Aggregations on high cardinality metrics

41 views

Skip to first unread message

Dimitrije M

unread,

Jul 13, 2020, 1:31:21 PM7/13/20

to Prometheus Users

I have a metric with a large cardinality so when I attempt to do something like this

histogram_quantile(0.99, sum(rate(http_request_duration_bucket[15d])) by (le, slo, job, namespace))

I get the error `query processing would load too many samples into memory in query execution`

What is the appropriate way of dealing with something like this?

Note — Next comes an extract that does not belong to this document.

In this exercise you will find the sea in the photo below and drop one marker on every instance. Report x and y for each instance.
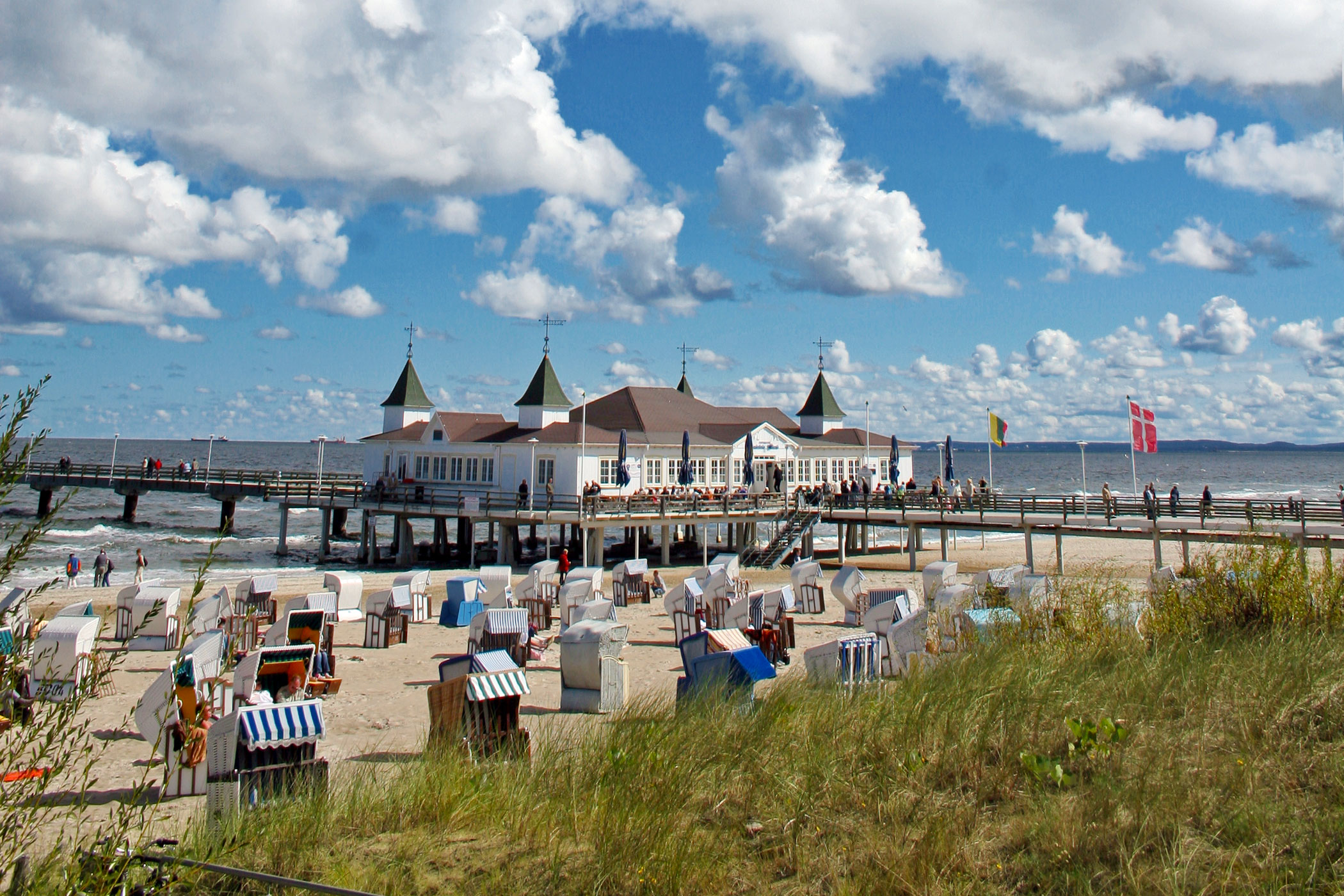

The label(route) which is causing the high cardinality is not needed for this query, so I attempted to create a recording rule to remove all of the unnecessary labels

{
    expr: 'sum(http_request_duration_bucket) by (le, slo, job, namespace, pod)',
    record: 'http_request_duration_bucket:slo',
}

but the issue with this approach is that I will then be running a "rate" on a "sum" when I try to do the quantile calculation and I have noticed that my alerting rules are slower to react.

Ideally I would "rollup" my aggregations with recording rules, something like

[{
  expr: 'histogram_quantile(0.99, sum(rate(http_request_duration_bucket[1m])) by (le, slo, job, namespace))',
  record: 'http_request_duration:99p:1m'
},
{
  expr: 'histogram_quantile(0.99, http_request_duration:99p:1m[1h])) by (le, slo, job, namespace))',
  record: 'http_request_duration:99p:1h'
},
{
  expr: 'histogram_quantile(0.99, http_request_duration:99p:1h[1d])) by (le, slo, job, namespace))',
  record: 'http_request_duration:99p:1d'
}]

but this produces some funky results.

What is the proper way of calculating averages, quantiles or any other aggregate over a large timeframe? What if I wanted to see the 99th over the course of the year?